As it is represented in Figure 12, from the analysis conducted by using the data of the above cities, for each city the intervention time would be reduced by about 3 min (as it is highlighted in gray color). In addition, by considering the worst case, that is given by the difference between the overall Response Time in New York using the App and the Total Response Time in San Francisco without App, it is more than 2 min, which might have a significant impact on real life in terms of human safety.

6. Conclusions

The paper focused on the tracking of crime events and criminals by involving the citizens in the crime detection loop of the Police Forces (PFs) by relying on IoT devices and an edge computing approach.

In particular, (i) a system based on IoT devices, for enabling the citizens to actively participate in the crime detection process, has been proposed; (ii) a mechanism for tracking the evolution of crimes and of criminals has been defined; (iii) an approach for the movement prediction regarding potential directions of criminals, has been elaborated along with (iv) a back notification mechanism, which enables the LEAs to communicate back to the users, was implemented. The concepts of Crime Report, Tracking point, Tracking path, Prediction and Back Notification, along with specific algorithms to track a crime and enable the communication among citizens and LEAs have been elaborated.

Finally, an implementation, based on IoT social devices and centered on mobile Apps has been realized. It relies on a edge-based architecture that is logically structured as a 4-layer system. The IoT layer enables the citizens both to communicate the occurrence of criminal events as well as to receive Back Notification from the PFs. The Edge layer represents the layer in which the raw data, coming from different devices, is collected and pre-elaborated. In the Analysis layer, the pre-elaborated data is used by the local PFs for (i) tracking crime events and criminals (ii) understanding towards a criminal is potentially going (iii) alerting citizens by sending them back notifications. The Global layer allows the national PFs to further elaborate information in order to support off-line decisions, for example at national level.
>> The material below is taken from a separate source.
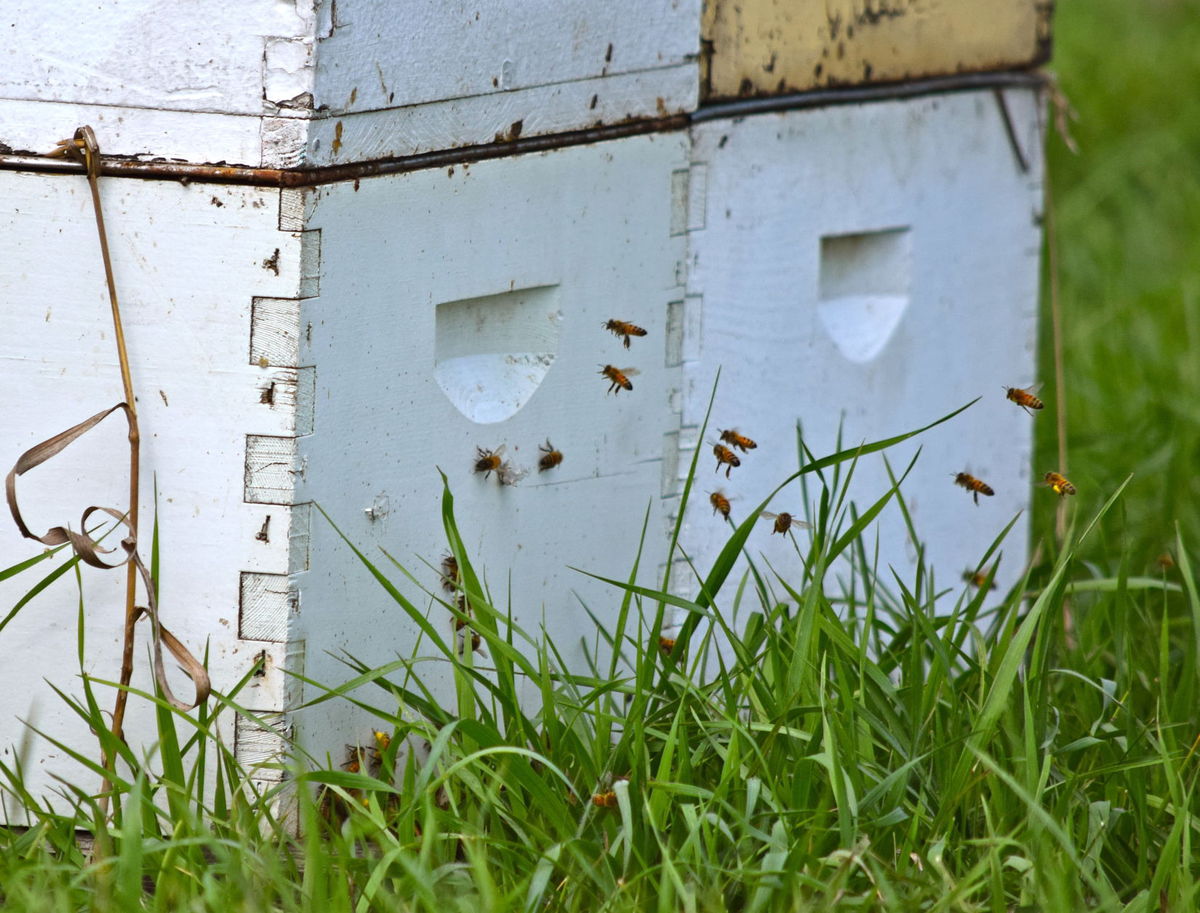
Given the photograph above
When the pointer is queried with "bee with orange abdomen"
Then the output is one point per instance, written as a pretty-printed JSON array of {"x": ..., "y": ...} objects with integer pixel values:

The logic of the system has been assessed through simulation techniques that allowed not only to test the algorithms and the functionalities in a virtual environment, but it also enabled (i) the setting of the parameters during its design, (ii) the identification of abnormal or unexpected behavior, and (iii) to refine the concepts and the algorithms before its deployment. Furthermore, the usability of the system, from the citizens perspective, was assessed through a survey where 30 participants have rated 5 aspects. From the survey emerged that all the evaluated aspects reached at least the value of 3.0 (Satisfying) and an average of 4.1 (i.e., between Good and Excellent) has been achieved. Finally, a statistical approach was adopted to evaluate the time employed from the PFs to reach the crime scene, after receiving the information from the citizens by phone calls in comparison with the information received via App. This analysis showed that in average at least 3 min can be saved, and by comparing the worst and best cases, 2 min are still gained. Future works might include a further analysis by comparing the estimated evaluation with the response of the PF coming from the real usage of the propose system in reality.